Shortly after my 11th birthday, Grandma Charlotte died. I remember being sad because I barely knew her but my dad always said that I had her eyes.
A few months later, Grandma died. She was scared and depressed and took her own life. I was stunned. So stunned that I couldn't even cry. It just didn't make sense to me that my sweet, loving Grandma would do that to herself.
When I was 19, Baba died. I was with her when she lost consciousness though she officially died a few hours later at the hospital. When the nurses took us to her, I threw myself across her stomach and sobbed. I'm crying now just thinking about it.

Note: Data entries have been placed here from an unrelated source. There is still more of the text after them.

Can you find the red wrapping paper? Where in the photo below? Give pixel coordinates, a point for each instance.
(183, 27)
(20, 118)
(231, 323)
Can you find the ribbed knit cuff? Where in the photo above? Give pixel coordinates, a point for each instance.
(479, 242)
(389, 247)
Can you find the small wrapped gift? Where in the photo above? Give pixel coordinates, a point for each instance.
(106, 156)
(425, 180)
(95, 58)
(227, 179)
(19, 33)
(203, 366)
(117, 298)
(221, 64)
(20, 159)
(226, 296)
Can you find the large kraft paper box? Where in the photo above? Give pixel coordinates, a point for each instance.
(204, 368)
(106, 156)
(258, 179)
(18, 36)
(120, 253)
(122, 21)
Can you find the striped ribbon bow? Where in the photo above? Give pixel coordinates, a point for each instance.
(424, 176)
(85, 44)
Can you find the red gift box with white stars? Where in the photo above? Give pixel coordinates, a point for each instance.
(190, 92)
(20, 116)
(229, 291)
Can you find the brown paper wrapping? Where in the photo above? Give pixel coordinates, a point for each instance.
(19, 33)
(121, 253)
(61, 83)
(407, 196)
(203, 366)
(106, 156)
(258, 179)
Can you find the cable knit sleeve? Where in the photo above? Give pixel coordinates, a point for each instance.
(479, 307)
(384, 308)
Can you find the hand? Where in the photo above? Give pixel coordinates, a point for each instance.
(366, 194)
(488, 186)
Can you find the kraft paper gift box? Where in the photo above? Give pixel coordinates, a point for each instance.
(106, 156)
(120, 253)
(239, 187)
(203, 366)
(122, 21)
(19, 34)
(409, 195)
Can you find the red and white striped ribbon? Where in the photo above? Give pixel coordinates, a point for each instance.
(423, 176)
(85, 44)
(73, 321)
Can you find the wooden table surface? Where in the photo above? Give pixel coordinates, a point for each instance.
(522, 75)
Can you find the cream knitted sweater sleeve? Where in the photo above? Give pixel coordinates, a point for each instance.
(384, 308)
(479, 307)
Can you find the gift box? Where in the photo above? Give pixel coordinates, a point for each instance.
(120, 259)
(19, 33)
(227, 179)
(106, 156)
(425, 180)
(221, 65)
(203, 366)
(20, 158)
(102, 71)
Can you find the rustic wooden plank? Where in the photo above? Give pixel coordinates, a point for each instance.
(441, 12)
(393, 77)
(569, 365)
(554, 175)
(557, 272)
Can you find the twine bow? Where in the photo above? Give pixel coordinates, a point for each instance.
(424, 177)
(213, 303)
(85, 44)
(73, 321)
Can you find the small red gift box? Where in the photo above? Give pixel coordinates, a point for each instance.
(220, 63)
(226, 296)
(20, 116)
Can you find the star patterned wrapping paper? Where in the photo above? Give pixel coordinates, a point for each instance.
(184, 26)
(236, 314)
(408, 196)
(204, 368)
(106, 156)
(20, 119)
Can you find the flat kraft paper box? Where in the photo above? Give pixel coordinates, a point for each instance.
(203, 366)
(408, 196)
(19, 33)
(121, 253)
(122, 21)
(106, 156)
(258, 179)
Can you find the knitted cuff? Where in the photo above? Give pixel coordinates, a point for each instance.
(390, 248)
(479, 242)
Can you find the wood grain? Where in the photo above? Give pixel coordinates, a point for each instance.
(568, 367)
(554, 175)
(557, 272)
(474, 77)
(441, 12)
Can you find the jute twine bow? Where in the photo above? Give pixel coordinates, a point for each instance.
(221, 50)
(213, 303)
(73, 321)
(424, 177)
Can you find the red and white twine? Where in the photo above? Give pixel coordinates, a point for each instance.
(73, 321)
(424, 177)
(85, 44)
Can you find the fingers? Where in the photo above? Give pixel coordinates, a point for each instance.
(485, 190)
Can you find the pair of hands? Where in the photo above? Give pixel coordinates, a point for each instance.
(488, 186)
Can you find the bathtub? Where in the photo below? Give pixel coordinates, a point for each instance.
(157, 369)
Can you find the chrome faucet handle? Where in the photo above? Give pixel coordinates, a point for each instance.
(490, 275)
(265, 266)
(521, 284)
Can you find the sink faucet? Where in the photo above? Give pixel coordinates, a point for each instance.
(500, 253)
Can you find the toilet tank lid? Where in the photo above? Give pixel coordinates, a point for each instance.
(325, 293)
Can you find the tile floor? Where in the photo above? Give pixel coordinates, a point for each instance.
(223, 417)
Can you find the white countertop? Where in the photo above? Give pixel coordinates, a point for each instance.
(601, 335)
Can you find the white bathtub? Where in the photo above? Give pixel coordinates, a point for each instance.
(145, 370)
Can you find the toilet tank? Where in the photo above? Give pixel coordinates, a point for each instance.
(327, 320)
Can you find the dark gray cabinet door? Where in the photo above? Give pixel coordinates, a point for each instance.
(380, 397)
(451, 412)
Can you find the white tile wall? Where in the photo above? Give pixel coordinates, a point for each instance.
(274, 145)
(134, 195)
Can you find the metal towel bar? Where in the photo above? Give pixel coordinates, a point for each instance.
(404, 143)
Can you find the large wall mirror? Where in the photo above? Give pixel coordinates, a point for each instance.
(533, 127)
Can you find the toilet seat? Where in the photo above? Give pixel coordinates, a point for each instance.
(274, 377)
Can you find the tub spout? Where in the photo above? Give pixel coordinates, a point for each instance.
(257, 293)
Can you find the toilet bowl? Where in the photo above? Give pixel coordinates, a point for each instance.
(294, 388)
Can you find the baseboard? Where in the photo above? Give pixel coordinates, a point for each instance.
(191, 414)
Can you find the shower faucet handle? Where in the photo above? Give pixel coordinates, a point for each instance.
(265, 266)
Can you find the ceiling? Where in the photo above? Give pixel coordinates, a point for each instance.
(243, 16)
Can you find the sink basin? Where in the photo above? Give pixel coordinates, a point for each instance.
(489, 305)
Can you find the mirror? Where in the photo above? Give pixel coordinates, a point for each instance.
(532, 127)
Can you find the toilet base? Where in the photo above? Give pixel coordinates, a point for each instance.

I've often begrudged friends who are lucky enough to still have their grandmothers. How lucky they are to be in their adult years and still have a grandma! I've also often wondered why God transplanted my grandmothers out of my life. And more often than not felt sorry for myself.
But today, I realized how richly blessed I am. Yes, I have three grandmothers who have left this world. However, I have eight "new" grandmothers.
It took selling Avon for me to acquire these new grandmothers. I see them every other week. I sit at their kitchen tables and listen to their stories. They give me recipes and share advice. I ask for cooking tips and sewing pointers. They know my children and husband by name, though few of them have actually met Scott, Adam or Gracey. Often enough they send me on my way with homemade goodies, flowers from their garden or some other little treasure. Some call me honey, others call me Kris, one doesn't always remember my name at all. I've laughed with all of them and cried with some of them. We solve the world's problems and we giggle at our mistakes. A few tell me they love me, but they all make me feel loved.
So though these "Avon Grandmas" will never replace my real grandmothers, they are terrific surrogates and I am forever grateful to have them.